-----Original Message----- From: Kenneth Wolcott
Sent: Wednesday, November 18, 2015 5:23 AM
To: sisyph...@optusnet.com.au
Cc: Perl Beginners
Subject: Re: Will Strawberry Perl installation cause any conflicts with pre-existing Actoive State Perl on W2008 server?

Apparently Strawberry Perl did inject itself into the Windows PATH variable resulting in more than one Perl executable being found by the build process that builds the installer. (Not sure if Strawberry Perl was earlier in the path or not, but I suspect that it the fact that there were more than one location of "perl.exe" in the path that was the cause of the problem, not that Strawberry Perl was earlier in the path than Active State).

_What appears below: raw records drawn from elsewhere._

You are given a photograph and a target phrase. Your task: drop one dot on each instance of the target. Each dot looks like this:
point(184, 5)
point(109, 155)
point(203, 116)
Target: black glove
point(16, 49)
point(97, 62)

Sounds like you didn't install one of the "portable" versions, such as those named "PortableZIP" from http://strawberryperl.com/releases.html.

Those versions don't have an installer - you just unzip them to a location of your choice, and that's it. In so doing, the StrawberryPerl perl.exe will be placed into a location that was previously non-existent - so it can't possibly be in the system path unless someone takes the (misguided) step of adding that location.

The only time it gets into the path is when you open a shell by executing portableshell.bat - whereupon it adds its own directories to the beginning of the PATH. But that setting affects only that specific shell - all other shells (eg those opened up by executing cmd.exe) will be unaffected.

If ActivePerl is in your system path, then it will also be in the PATH of the shell opened up by portableshell.bat, but it will occur after StrawberryPerl. I don't think that should be a problem - but if it is, you could rewrite portableshell.bat such that ActivePerl is excluded from the path. (This might not be trivial if you're installing strawberry on multiple machines that have different layouts - would still be do-able, but.)

As well as there being a "perl.exe", strawberry also ships with "perl5.x.x". Other solutions would be to remove the StrawberryPerl "perl.exe" and invoke its perl instead as "perl5.22.0" (or whatever). You could (untested) even rename "perl.exe" to (eg) "sperl.exe" to avoid name clashes.
Is there any imperative that Strawberry Perl *has* to be invoked as "perl" ?

Sorry - I probably should have explained a bit more in my initial reply, but I was relying more on follow-up questions rather than trying to cover in advance the various scenarios that might hypothetically arise.